SE_samp_ave = np.std(baby['mat_age'])/np.sqrt(baby.num_rows) # approx
SE_samp_ave
0.16972373742299796
So an approximate 95%-confidence interval for the average age of the mothers in the population is "27.23 years $\pm$ 2$\times$0.17 years". The final answer:
An approximate 95%-confidence interval for the average maternal age in the population:
26.89 years to 27.57 years
Exercise. True or false: About 95% of the mothers in the population are between 26.89 and 27.57 years old.
Answer: This cannot be right; 95% of women in the population are not all just around 27 years old. The interval simply estimates the average age of the women. In other words, it estimates that the histogram of the ages of all the women will balance somewhere in the range 26.89 years to 27.57 years.
z = np.arange(-3.5, 3.6, 0.1)
plots.plot(z, stats.norm.pdf(z), color='k', lw=1)
w = np.arange(-2, 2.1, 0.1)
plots.fill_between(w, stats.norm.pdf(w), color='gold')
plots.ylim(0, 0.5)
plots.xlabel('z')
plots.ylabel('$\phi$(z)', rotation=0)
<matplotlib.text.Text at 0x1090c3a20>
The colored area in the graph above is 95%. It is the area under the standard normal curve, over the interval $-2$ to 2. Here is a brief summary of how this figure is connected to the construction of confidence intervals.
Suppose the data consist entirely of 0's and 1's. For example, suppose they are answers to a yes/no question, such as, "Are you currently a smoker?" Lists of zeros and ones have properties that simplify computation.
As an example, let us start with a list consisting of just one 0 and four 1's. Its average and SD can be computed as usual. Notice something interesting: the average of the list 0.8, is the proportion of 1's in it. And the SD of the list can be computed by a simple formula involving that proportion.
zero_one = [0, 1, 1, 1, 1]
# A proportion is a mean
np.mean(zero_one) # p = 4/5 = proportion of 1's
0.80000000000000004
np.std(zero_one)
0.40000000000000008
np.sqrt(0.8*0.2)
0.40000000000000002
Facts about lists of 0's and 1's
To estimate the proportion of smokers among mothers in the population, we will start by finding the corresponding proportion in the sample. In the table, the code for "smoker" is 1 and the code for "non-smoker" is 0.
baby.select('m_smoker').hist(bins=np.arange(-0.5, 1.6, 1), normed=True)
plots.xlabel('smokers (0/1) in sample')
<matplotlib.text.Text at 0x10a463cf8>
In the sample, about 39% of the mothers are smokers.
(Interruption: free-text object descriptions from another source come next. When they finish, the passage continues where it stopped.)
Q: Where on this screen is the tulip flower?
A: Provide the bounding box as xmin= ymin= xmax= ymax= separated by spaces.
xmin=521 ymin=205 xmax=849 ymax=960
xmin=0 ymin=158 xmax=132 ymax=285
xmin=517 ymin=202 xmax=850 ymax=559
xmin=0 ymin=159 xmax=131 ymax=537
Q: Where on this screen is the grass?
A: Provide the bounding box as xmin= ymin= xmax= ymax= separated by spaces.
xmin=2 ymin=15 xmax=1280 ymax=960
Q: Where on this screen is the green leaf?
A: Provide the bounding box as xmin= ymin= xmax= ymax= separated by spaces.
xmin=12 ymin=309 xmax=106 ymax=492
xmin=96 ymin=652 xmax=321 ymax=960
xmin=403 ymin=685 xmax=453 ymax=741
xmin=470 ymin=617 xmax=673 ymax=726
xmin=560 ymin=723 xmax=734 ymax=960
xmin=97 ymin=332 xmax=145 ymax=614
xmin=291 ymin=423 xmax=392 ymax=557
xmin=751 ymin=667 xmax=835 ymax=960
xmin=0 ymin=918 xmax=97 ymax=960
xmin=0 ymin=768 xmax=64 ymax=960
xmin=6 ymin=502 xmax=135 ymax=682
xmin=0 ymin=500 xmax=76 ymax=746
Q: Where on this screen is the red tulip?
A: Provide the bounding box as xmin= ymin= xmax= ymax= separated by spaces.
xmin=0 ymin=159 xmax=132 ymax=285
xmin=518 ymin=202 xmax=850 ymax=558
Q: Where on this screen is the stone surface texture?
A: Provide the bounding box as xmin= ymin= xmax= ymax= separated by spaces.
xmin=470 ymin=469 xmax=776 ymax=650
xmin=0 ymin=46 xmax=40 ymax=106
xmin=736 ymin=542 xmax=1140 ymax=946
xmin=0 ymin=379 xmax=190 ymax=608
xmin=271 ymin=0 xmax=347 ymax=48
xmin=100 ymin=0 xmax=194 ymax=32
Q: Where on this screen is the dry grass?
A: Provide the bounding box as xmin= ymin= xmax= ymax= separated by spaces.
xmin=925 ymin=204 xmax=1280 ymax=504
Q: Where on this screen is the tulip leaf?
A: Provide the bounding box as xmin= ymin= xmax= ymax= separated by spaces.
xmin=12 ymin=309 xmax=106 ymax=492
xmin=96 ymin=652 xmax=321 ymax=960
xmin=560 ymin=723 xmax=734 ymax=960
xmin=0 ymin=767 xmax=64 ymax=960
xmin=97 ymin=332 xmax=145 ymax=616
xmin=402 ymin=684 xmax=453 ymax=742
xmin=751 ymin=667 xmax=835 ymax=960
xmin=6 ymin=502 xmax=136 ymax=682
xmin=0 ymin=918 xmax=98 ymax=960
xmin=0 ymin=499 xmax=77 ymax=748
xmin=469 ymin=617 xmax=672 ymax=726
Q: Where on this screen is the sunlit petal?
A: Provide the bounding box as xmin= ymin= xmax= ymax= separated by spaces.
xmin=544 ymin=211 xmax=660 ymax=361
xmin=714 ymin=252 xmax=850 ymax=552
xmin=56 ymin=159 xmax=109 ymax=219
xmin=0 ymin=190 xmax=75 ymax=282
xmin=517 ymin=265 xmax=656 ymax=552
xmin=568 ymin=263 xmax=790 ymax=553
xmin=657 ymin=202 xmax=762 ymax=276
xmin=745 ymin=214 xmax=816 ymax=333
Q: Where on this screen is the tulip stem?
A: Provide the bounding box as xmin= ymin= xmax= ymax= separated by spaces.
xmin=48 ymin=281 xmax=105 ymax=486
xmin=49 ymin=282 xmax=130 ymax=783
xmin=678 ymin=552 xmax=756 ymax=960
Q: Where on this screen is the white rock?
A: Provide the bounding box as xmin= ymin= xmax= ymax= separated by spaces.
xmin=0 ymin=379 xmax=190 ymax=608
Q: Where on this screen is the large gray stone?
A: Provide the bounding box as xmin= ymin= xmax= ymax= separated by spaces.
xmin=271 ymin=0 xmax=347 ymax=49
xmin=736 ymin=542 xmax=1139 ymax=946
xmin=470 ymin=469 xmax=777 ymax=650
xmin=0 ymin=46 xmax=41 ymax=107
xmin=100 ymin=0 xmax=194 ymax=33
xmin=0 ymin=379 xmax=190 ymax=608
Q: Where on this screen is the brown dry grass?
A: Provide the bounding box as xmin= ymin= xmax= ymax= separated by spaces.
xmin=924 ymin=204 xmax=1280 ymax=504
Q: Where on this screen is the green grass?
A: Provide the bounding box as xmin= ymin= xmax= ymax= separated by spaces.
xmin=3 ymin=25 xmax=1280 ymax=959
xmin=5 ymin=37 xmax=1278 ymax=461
This forms the center of our confidence interval.
# "One figure" estimate: the proportion of smokers in our sample
p_est = np.count_nonzero(baby['m_smoker'])/baby.num_rows
p_est
0.3909710391822828
The "give or take" number is the SE of the sample proportion, which is the SE for the sample mean because a proportion is just a mean of 0's and 1's. We know how to approximate the SE of a sample mean: divide the SD of the sample by the square root of the sample size. The sample consists of 0's and 1's, so its SD is given by the formula that we just observed. This allows us to compute the SE of the sample proportion, approximately.
# Give or take: SE of sample proportion
# That is, SE of sample mean where sample has only 0's and 1's
# SE of sample proportion approx equal to SampleSD/sqrt(SampleSize)
SE_samp_prop = np.sqrt(p_est*(1-p_est))/np.sqrt(baby.num_rows) # approx
SE_samp_prop
0.014241548667026049
left = p_est - 2*SE_samp_prop
left
0.36248794184823074
right = p_est + 2*SE_samp_prop
right
0.4194541365163349
An approximate 95%-confidence interval for proportion of smokers among women in the population
0.39 $\pm$ 2$\times$0.14 = 0.3625 to 0.4194
That is, an approximate 95%-confidence interval for the percent of smokers among the mothers in the population is 36.25% to 41.95%.